Seorang
kerabat saya mengatakan tekanan darahnya sering tinggi, apalagi kalau sedang
marah atau sebal. Tekanan darahnya kabarnya pernah berubah-ubah naik turun
hanya dalam waktu singkat. Saya menjadi tertarik mendengarnya. Unik juga, ya.
Ternyata
yang membuatnya “naik darah” adalah orang yang mengecek darahnya. Kalau
orangnya ramah, maka tekanan darahnya normal. Kalau orangnya jutek, maka
tekanannya tinggi. Tekanan darah tinggi itu masih ditambah dengan wajah yang
merengut kesal.
Saya tertawa
mendengar penjelasannya itu. Saat diceritakan dengan ekspresif, kesannya lucu.

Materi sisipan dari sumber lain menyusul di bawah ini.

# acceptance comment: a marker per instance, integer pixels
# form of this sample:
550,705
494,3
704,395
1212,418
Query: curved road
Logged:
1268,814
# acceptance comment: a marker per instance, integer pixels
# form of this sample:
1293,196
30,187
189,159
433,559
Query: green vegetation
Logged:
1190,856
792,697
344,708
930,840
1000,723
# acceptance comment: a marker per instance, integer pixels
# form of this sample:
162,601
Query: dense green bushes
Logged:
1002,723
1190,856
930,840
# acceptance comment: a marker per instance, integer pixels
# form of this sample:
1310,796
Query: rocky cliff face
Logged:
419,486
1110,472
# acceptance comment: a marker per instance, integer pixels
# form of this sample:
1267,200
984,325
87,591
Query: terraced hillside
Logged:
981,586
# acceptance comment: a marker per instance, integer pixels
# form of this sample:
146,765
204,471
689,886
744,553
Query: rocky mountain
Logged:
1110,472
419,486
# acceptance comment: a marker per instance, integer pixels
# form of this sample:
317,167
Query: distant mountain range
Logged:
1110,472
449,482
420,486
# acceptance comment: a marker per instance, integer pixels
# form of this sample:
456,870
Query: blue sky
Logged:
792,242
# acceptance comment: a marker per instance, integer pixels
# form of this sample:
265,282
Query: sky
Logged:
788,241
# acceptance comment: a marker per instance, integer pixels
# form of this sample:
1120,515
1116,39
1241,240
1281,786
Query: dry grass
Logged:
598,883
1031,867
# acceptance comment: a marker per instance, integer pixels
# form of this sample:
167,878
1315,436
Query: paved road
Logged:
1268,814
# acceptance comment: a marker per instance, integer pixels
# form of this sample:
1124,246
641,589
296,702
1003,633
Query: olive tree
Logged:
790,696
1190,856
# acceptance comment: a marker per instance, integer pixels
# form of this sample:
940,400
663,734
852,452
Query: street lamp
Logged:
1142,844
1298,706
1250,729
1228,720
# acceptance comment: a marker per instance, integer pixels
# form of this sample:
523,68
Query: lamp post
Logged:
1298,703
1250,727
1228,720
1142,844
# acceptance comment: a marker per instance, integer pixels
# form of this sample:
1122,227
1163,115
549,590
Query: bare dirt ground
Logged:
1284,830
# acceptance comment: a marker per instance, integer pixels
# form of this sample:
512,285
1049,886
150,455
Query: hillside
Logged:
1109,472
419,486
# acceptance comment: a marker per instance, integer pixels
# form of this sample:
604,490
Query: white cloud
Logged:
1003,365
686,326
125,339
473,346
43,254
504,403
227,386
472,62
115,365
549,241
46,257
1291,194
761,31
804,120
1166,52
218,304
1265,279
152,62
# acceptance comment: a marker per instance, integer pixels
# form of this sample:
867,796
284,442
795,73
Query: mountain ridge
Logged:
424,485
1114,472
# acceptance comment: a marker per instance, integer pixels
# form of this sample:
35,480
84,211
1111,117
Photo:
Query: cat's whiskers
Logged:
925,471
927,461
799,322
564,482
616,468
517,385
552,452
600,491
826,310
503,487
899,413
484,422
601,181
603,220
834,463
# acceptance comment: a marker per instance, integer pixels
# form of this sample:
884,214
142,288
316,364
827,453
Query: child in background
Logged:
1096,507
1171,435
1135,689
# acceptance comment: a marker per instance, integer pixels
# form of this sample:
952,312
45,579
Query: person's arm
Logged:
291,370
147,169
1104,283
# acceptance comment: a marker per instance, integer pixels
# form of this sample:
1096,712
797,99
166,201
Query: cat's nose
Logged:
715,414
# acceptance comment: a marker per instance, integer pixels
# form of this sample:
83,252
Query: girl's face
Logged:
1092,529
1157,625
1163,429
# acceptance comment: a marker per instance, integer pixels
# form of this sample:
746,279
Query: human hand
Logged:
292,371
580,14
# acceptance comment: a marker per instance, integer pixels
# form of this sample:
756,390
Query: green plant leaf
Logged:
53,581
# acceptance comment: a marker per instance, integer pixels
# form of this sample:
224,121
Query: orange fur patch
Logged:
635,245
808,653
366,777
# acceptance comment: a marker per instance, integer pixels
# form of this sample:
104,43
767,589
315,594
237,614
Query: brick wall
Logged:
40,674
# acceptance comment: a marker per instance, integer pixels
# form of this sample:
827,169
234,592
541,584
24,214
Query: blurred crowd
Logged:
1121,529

Namun setelah dipikir-pikir sepertinya tidak lucu sama sekali. Malah agak
memprihatinkan. Tekanan darah yang berpengaruh pada kesehatan, kok, tergantung
pada orang lain.
Dulunya, saya juga
pernah seperti itu. Saya menjadi lebih jutek dari orang yang ngejutekin. Saya
juga sering marah kalau sambutan orang tidak berkenan. Dengan bertambahnya
umur, saya tidak lagi menjadi seperti itu. Respon saya tidak tergantung pada
orang lain. Saya tetap bersikap ramah pada orang yang jutek. Saya juga bisa
marah pada orang yang terlalu ramah.
Perubahan saya itu
tidak terjadi secara instan, melainkan perlu proses selama bertahun-tahun.
Pengetahuan dan pengalaman membuat saya menjadi orang yang dapat memilih respon
apa saat terjadi sesuatu.
Kembali pada tekanan
darah yang naik, sepertinya kok malah rugi, ya, menjadi orang yang seperti itu.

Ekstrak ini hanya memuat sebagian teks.